Related story: The aborted New York Liquidation Bureau investigation
Historically, a portion of the NYLB employees have been represented by the Civil Service Employees Association (CSEA) but the NYLB is not part of the New York State Civil Service System.
As of Dec. 31, the NYLB had 252 employees, approximately half were represented by the CSEA. This is almost half of former high staffing numbers at a time when there was much concern about the inner dealings of the agency.
The NYLB carries out the duties of the superintendent of the Department of Financial Services (DFS) in his capacity as receiver of impaired or insolvent domestic insurance companies under New York Insurance Law Article 74.
The NYLB is responsible for managing the affairs of insurers that are financially impaired or insolvent.
Much of this was reported in earlier articles on the vast saga of ELNY, the failed and now insolvent Executive Life of New York insurer whose failure is leaving some hard-hit annuitants without full payment benefits.
When ELNY was taken over in 1991, it was a rehabilitation project, but a decade or more later, sank into insolvency. Some call the company's failure a regulatory problem because it got so much worse while parked at the NYLB. Some say it is a failure of a life insurer from loose industry investment practices of the late 1980s (junk bonds) that spurred subsequent reforms.
Some say state regulators stepped in to stop a run on the company. In early 1991, ELNY received considerable adverse publicity relating to the distressed asset portfolio of its parent company, California's Executive Life Insurance Company (ELIC.)
The insurance department saw that the publicity accelerated cash surrenders by policyholders, according to reports, accounts from the time and interviews.
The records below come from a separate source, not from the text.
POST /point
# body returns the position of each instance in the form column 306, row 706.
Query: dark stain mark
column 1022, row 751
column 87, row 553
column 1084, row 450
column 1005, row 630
An order of rehabilitation was issued by the New York Supreme Court on April 23, 1991.
ELNY was licensed to write various lines of life insurance and annuities, including traditional life policies, single premium deferred annuities, single premium immediate annuities and closeout qualified retirement accounts.
After almost 10 years, with liabilities outstripping assets, Lawsky filed a court order on Sept. 1, 2011, seeking to convert the rehabilitation to a liquidation on the grounds that ELNY was insolvent and further efforts to rehabilitate the company were futile, the NYLB states in its report.
Lawsky also filed a restructuring agreement, which was negotiated with interested state guaranty associations, the National Organization of Life and Health Insurance Guaranty Associations (NOLHGA) and the life insurance industry for the purpose of maximizing benefits to ELNY policyholders and creditors, the report states.
ELNY was one of three rehabilitations targeted to close or convert to a liquidation in 2012. Only Frontier Insurance Co. was converted to a liquidation.
A petition to convert the rehabilitation to a liquidation for the other two, ELNY and Professional Liability Insurance Co. of America was filed.